Madi Diaz’s “Weird Faith” Solidifies Her Breakthrough

The Nashville-based artist plays at The Get Down in Portland on March 27.

Madi Diaz (Muriel Margaret)

“What the fuck do you want?” Singer-songwriter Madi Diaz poses the question as the opening line of “Same Risk” on her new album, Weird Faith. It’s abrupt and up front, paired with an airy acoustic-guitar strum that just begs you to open yourself to the song. And you do.

Then, the chorus kicks in the door, and there’s Diaz, singing, “Do you think this could ruin your life?” (Warning: The line’s melody is nimble as a worm and will burrow in your ear and live there for weeks.) It’s vulnerable and relatable, sung by someone who’s not new to life’s way of veering away from expectation, but who knows how it feels when things don’t work out. That sense of the stakes, and ability to try again, has been a driving force in Diaz’s career for almost two decades.

Diaz has been making songs since the mid-2000s, landing on a small label and releasing Plastic Moon in 2012—the body of the sound was mostly singer-songwriter folk with a poppy backbone. It wasn’t catching with a larger audience, though, and by 2014 Diaz was looking for other options, starting new bands. But those disintegrated, along with a romantic relationship. All the endings landed her in Nashville.

“Nashville didn’t really care about all the things that I’d been through; Nashville just kinda cared about how to nurture me as an artist,” Diaz says. “People that I hadn’t spoken to in years were like, ‘Please come over to the studio,’ [or] ‘What do you need?’”

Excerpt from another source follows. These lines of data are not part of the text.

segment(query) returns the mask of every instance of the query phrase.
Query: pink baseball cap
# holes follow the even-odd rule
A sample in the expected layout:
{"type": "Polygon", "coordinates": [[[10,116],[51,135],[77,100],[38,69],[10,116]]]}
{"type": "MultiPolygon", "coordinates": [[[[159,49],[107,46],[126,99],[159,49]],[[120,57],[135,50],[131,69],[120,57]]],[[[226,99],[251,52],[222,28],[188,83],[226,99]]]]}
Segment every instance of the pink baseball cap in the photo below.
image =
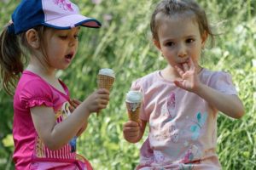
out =
{"type": "Polygon", "coordinates": [[[69,0],[22,0],[12,14],[8,31],[19,34],[38,26],[67,30],[78,26],[100,28],[102,25],[80,14],[78,6],[69,0]]]}

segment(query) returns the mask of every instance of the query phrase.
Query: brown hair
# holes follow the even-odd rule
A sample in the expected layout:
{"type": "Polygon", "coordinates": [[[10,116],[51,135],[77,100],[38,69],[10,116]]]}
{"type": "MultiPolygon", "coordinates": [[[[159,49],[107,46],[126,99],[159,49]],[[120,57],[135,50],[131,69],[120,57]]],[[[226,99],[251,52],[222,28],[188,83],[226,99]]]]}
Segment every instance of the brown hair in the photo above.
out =
{"type": "Polygon", "coordinates": [[[158,37],[158,26],[155,20],[157,14],[162,13],[166,16],[172,16],[174,14],[184,14],[193,13],[195,21],[198,23],[201,35],[205,31],[212,37],[213,41],[213,33],[208,23],[205,11],[193,0],[162,0],[156,6],[150,21],[150,28],[152,37],[155,40],[158,37]]]}
{"type": "MultiPolygon", "coordinates": [[[[34,28],[38,33],[40,42],[44,42],[43,35],[45,28],[42,26],[34,28]]],[[[40,48],[45,52],[44,47],[40,48]]],[[[26,41],[26,31],[15,35],[8,31],[6,26],[0,35],[0,74],[3,88],[9,95],[13,94],[13,89],[27,61],[26,50],[32,53],[32,48],[26,41]]]]}

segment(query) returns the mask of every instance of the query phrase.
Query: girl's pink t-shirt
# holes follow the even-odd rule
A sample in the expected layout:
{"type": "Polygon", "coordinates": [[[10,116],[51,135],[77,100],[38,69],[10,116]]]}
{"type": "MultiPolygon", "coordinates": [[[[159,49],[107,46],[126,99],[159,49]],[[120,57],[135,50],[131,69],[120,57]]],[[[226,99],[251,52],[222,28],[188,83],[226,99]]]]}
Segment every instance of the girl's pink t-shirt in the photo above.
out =
{"type": "Polygon", "coordinates": [[[56,165],[61,165],[61,162],[69,166],[79,165],[76,154],[76,137],[61,149],[50,150],[39,138],[30,112],[32,107],[44,105],[54,109],[56,123],[67,118],[71,114],[68,109],[69,92],[61,81],[60,83],[65,94],[38,75],[28,71],[23,71],[14,98],[13,159],[15,169],[32,169],[32,167],[40,168],[40,162],[52,162],[52,167],[56,168],[53,162],[56,162],[56,165]]]}
{"type": "MultiPolygon", "coordinates": [[[[218,92],[236,95],[226,72],[203,69],[199,77],[218,92]]],[[[140,118],[148,122],[149,133],[137,169],[221,169],[216,154],[217,109],[163,79],[159,71],[133,82],[131,89],[138,88],[143,94],[140,118]]]]}

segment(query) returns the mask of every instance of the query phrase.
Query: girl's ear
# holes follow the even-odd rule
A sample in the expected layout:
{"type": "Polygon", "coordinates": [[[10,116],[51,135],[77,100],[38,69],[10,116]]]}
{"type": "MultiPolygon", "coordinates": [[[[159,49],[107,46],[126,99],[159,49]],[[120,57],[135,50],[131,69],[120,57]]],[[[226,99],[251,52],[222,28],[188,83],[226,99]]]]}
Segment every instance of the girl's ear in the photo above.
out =
{"type": "Polygon", "coordinates": [[[202,48],[205,46],[207,37],[208,37],[208,33],[207,31],[204,31],[204,33],[201,35],[201,47],[202,48]]]}
{"type": "Polygon", "coordinates": [[[156,39],[154,39],[153,42],[154,42],[154,46],[155,46],[159,50],[161,50],[161,46],[160,46],[160,42],[159,42],[158,40],[156,40],[156,39]]]}
{"type": "Polygon", "coordinates": [[[38,33],[35,29],[29,29],[26,32],[27,43],[33,48],[38,49],[40,46],[38,33]]]}

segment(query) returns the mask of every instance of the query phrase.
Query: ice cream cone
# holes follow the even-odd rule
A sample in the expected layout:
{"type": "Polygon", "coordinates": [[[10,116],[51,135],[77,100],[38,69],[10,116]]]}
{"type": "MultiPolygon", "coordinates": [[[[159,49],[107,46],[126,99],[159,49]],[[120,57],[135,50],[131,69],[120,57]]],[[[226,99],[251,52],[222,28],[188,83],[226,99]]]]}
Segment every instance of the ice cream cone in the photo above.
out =
{"type": "Polygon", "coordinates": [[[126,108],[129,120],[139,122],[141,103],[129,103],[126,101],[126,108]]]}
{"type": "Polygon", "coordinates": [[[131,90],[126,94],[126,108],[130,121],[140,122],[140,108],[143,94],[140,91],[131,90]]]}
{"type": "Polygon", "coordinates": [[[114,82],[114,77],[107,75],[98,75],[97,81],[98,88],[106,88],[110,91],[114,82]]]}

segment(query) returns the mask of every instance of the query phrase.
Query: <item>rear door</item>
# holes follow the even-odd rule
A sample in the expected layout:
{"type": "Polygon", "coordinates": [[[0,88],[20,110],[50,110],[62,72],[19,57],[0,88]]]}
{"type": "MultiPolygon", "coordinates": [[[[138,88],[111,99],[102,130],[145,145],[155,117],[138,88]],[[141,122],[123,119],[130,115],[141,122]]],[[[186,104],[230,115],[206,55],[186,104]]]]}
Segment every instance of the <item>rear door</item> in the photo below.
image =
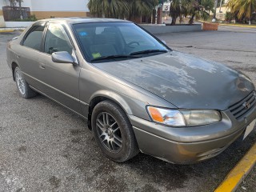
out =
{"type": "Polygon", "coordinates": [[[43,90],[39,58],[42,56],[42,42],[45,28],[45,23],[34,25],[24,36],[21,45],[16,48],[16,59],[25,79],[38,90],[43,90]]]}
{"type": "Polygon", "coordinates": [[[51,54],[67,51],[76,59],[73,44],[65,26],[50,23],[46,30],[43,57],[39,62],[44,67],[42,82],[46,87],[43,92],[51,98],[81,114],[79,101],[80,66],[72,63],[56,63],[51,54]]]}

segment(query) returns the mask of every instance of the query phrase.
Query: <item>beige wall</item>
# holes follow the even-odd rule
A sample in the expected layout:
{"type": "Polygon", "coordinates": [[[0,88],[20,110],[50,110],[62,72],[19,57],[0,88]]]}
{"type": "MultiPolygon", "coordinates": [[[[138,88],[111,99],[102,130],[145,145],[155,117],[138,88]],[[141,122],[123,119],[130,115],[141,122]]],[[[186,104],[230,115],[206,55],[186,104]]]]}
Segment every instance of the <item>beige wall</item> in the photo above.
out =
{"type": "Polygon", "coordinates": [[[88,12],[73,12],[73,11],[31,11],[31,14],[35,14],[38,19],[68,17],[86,17],[88,12]]]}

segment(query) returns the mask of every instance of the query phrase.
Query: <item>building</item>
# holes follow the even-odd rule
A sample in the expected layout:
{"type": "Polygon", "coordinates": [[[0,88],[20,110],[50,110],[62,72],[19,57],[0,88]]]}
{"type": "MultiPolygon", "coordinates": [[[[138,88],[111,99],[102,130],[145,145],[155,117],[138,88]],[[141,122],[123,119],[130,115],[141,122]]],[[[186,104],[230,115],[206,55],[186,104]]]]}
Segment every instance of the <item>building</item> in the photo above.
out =
{"type": "MultiPolygon", "coordinates": [[[[30,14],[38,19],[50,17],[86,17],[89,15],[88,0],[23,0],[22,7],[29,7],[30,14]]],[[[10,6],[9,0],[0,0],[0,22],[2,7],[10,6]]],[[[17,5],[18,6],[18,5],[17,5]]]]}

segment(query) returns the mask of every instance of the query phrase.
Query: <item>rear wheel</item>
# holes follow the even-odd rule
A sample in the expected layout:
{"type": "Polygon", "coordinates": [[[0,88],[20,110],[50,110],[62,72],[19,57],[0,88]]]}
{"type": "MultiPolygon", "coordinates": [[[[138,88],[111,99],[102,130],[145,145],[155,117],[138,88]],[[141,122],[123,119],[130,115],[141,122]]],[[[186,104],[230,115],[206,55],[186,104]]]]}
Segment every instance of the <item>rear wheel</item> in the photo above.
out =
{"type": "Polygon", "coordinates": [[[92,128],[99,147],[109,158],[121,162],[138,153],[132,126],[117,104],[110,101],[98,103],[93,111],[92,128]]]}
{"type": "Polygon", "coordinates": [[[23,78],[22,72],[18,66],[14,70],[14,78],[19,94],[24,98],[30,98],[37,95],[37,92],[32,90],[23,78]]]}

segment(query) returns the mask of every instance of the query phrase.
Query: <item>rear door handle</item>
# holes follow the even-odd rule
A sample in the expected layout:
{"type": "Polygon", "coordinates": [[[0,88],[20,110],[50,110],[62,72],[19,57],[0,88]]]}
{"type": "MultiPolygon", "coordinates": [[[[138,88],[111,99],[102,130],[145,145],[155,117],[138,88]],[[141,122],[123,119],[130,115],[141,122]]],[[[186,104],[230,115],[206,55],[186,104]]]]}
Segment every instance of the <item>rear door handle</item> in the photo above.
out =
{"type": "Polygon", "coordinates": [[[39,64],[39,67],[40,67],[40,69],[42,69],[42,70],[46,69],[46,66],[45,66],[45,64],[43,64],[43,63],[40,63],[40,64],[39,64]]]}

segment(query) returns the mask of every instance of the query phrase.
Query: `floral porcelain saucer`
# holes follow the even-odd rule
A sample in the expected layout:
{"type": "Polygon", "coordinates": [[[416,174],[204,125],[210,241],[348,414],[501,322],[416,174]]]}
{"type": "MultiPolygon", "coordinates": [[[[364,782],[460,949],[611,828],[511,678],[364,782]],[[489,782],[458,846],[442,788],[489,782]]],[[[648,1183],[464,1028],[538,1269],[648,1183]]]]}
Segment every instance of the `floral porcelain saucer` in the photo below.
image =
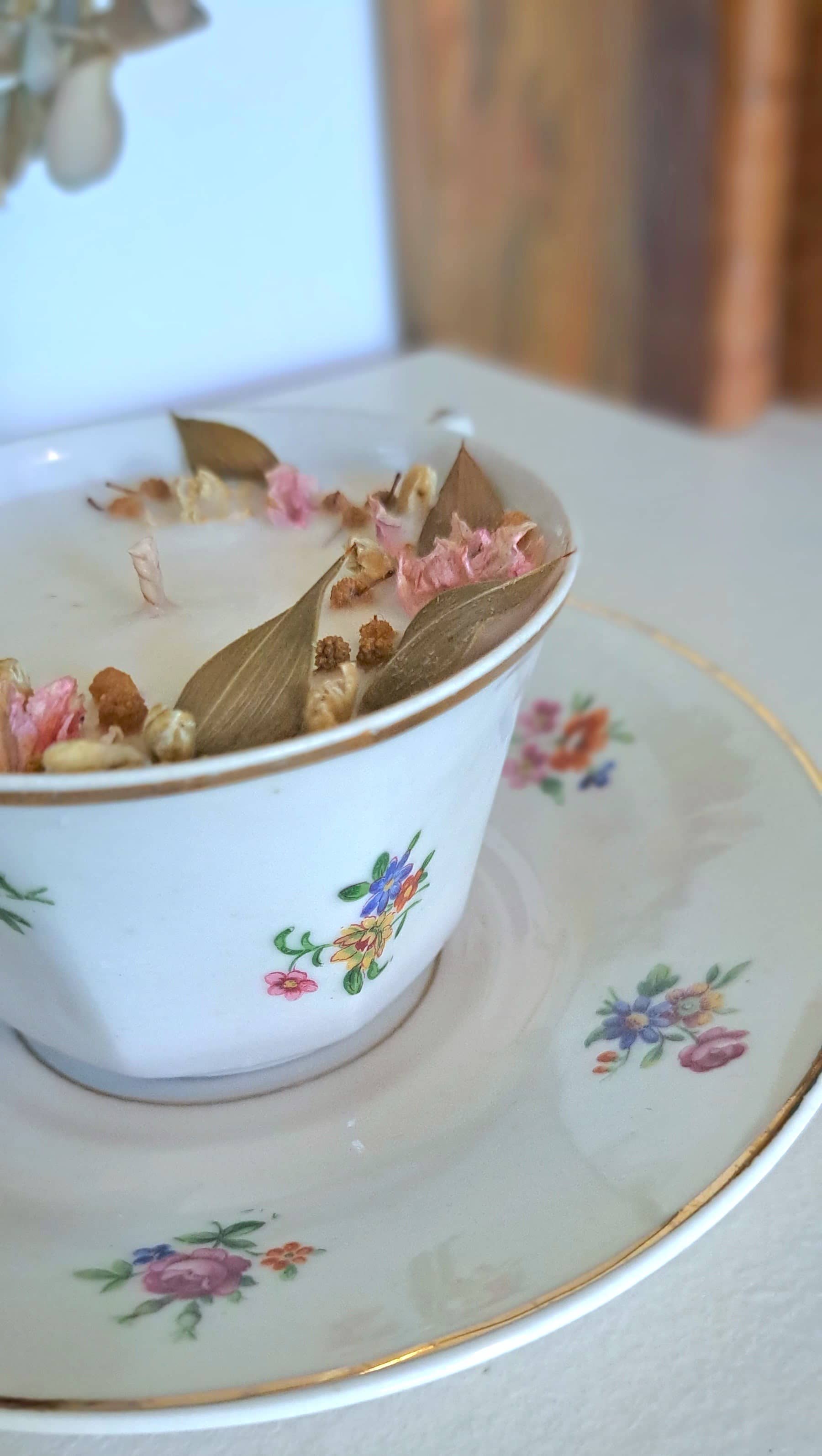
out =
{"type": "MultiPolygon", "coordinates": [[[[468,910],[374,1050],[148,1107],[1,1034],[0,1424],[259,1421],[487,1360],[665,1262],[807,1121],[818,770],[717,668],[594,607],[531,686],[468,910]]],[[[423,846],[423,792],[419,818],[423,846]]],[[[375,869],[378,917],[404,879],[375,869]]],[[[26,894],[0,877],[0,938],[48,914],[26,894]]],[[[336,974],[304,929],[272,943],[268,1015],[336,974]]]]}

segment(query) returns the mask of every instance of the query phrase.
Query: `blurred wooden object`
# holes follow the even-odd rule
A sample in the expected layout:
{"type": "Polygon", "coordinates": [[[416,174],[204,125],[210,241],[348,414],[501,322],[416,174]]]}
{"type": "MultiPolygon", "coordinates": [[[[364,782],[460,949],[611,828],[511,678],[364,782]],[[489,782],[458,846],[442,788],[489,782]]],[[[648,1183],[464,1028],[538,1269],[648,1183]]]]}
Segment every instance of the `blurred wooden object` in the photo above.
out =
{"type": "Polygon", "coordinates": [[[778,370],[794,0],[383,16],[410,341],[749,419],[778,370]]]}
{"type": "Polygon", "coordinates": [[[802,0],[799,54],[784,384],[797,399],[822,403],[822,0],[802,0]]]}

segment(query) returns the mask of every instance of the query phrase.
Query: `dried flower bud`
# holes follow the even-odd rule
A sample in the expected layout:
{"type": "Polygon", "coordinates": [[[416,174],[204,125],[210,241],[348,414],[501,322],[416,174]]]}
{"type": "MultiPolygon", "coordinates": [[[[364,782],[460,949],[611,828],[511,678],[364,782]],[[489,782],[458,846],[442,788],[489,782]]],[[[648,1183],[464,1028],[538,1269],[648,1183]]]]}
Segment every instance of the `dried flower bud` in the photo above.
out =
{"type": "Polygon", "coordinates": [[[119,515],[127,521],[138,521],[143,517],[143,499],[140,495],[115,495],[106,505],[106,515],[119,515]]]}
{"type": "Polygon", "coordinates": [[[397,568],[396,562],[383,550],[377,542],[352,536],[345,549],[348,565],[355,577],[368,577],[368,584],[375,587],[397,568]]]}
{"type": "Polygon", "coordinates": [[[172,603],[169,601],[166,588],[163,587],[160,553],[154,537],[144,536],[143,540],[137,542],[137,546],[129,549],[128,555],[131,556],[131,563],[137,572],[144,601],[147,601],[150,607],[154,607],[154,613],[170,607],[172,603]]]}
{"type": "Polygon", "coordinates": [[[28,697],[32,690],[29,674],[20,667],[16,657],[0,657],[0,683],[10,683],[23,697],[28,697]]]}
{"type": "Polygon", "coordinates": [[[370,577],[340,577],[332,587],[332,607],[349,607],[358,597],[365,597],[374,582],[370,577]]]}
{"type": "Polygon", "coordinates": [[[47,773],[99,773],[103,769],[143,769],[148,763],[144,753],[128,743],[97,743],[93,738],[70,738],[52,743],[42,756],[47,773]]]}
{"type": "Polygon", "coordinates": [[[377,667],[387,662],[394,651],[396,632],[390,622],[383,617],[371,617],[359,628],[359,652],[356,661],[361,667],[377,667]]]}
{"type": "Polygon", "coordinates": [[[314,667],[319,671],[329,671],[332,667],[339,667],[340,662],[348,662],[351,660],[351,648],[345,638],[327,636],[320,638],[317,642],[317,651],[314,652],[314,667]]]}
{"type": "Polygon", "coordinates": [[[100,728],[122,728],[125,734],[138,732],[145,718],[145,702],[137,683],[118,667],[103,667],[89,684],[89,692],[97,705],[100,728]]]}
{"type": "Polygon", "coordinates": [[[170,501],[172,488],[161,476],[150,475],[147,480],[140,482],[140,494],[145,495],[150,501],[170,501]]]}
{"type": "Polygon", "coordinates": [[[214,470],[198,470],[196,475],[180,475],[173,480],[173,491],[180,505],[180,518],[189,524],[204,520],[204,507],[215,505],[226,515],[231,505],[231,492],[214,470]]]}
{"type": "Polygon", "coordinates": [[[320,505],[329,515],[339,515],[340,526],[346,531],[352,531],[358,526],[367,526],[370,521],[368,507],[355,505],[343,491],[332,491],[329,495],[323,495],[320,505]]]}
{"type": "Polygon", "coordinates": [[[196,724],[182,708],[154,703],[143,729],[153,759],[159,763],[182,763],[196,751],[196,724]]]}
{"type": "Polygon", "coordinates": [[[394,510],[404,515],[409,510],[428,510],[436,495],[436,470],[429,464],[412,464],[403,475],[394,510]]]}
{"type": "Polygon", "coordinates": [[[303,715],[307,732],[348,722],[356,700],[358,676],[354,662],[340,662],[333,673],[314,673],[303,715]]]}

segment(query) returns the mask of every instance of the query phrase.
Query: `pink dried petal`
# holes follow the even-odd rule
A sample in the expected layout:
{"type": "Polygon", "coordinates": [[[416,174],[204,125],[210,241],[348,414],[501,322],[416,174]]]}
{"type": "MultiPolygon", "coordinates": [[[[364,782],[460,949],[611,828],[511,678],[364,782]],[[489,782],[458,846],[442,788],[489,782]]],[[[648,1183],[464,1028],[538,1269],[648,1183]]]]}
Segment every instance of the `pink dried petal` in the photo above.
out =
{"type": "Polygon", "coordinates": [[[409,545],[404,521],[399,515],[391,515],[375,495],[368,496],[368,510],[378,545],[396,559],[403,546],[409,545]]]}
{"type": "Polygon", "coordinates": [[[278,526],[307,526],[317,510],[317,482],[294,464],[276,464],[266,472],[269,521],[278,526]]]}
{"type": "Polygon", "coordinates": [[[13,693],[9,728],[17,745],[17,767],[28,769],[52,743],[77,738],[84,718],[86,705],[74,677],[57,677],[29,697],[13,693]]]}

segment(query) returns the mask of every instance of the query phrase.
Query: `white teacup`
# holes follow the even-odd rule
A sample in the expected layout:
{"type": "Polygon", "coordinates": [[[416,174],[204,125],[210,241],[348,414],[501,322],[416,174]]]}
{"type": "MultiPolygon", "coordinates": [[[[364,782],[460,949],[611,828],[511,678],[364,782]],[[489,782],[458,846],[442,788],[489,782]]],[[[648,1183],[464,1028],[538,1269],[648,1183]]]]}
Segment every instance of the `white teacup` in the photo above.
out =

Diaz moved slowly, bringing fragments to a friend’s studio and digging around until she found the songs she really wanted. That space led to 2021′s History of a Feeling, an album that marked more than a decade of growth as a songwriter, and one that caught the ear of a wider audience. Some referred to it as Diaz’s debut, and it was, in a sense.

“It feels like a combination of debut and déja vù,” Diaz says. “I’ve been grinding at this for 15 years, but I think History of a Feeling, because I had to get so honest with myself in that process of writing and recording, it did feel like a debut of sorts. As far as me just being out here, it’s totally not—but as far as the caliber and quality, maybe.”

The album put her back on the road as a solo artist, supporting artists like Angel Olsen and Waxahatchee, along with opening for (and playing with) Harry Styles. Somewhere in the middle of it, Diaz was writing again, making her way to upstate New York to record, then wrapping up ideas in Nashville.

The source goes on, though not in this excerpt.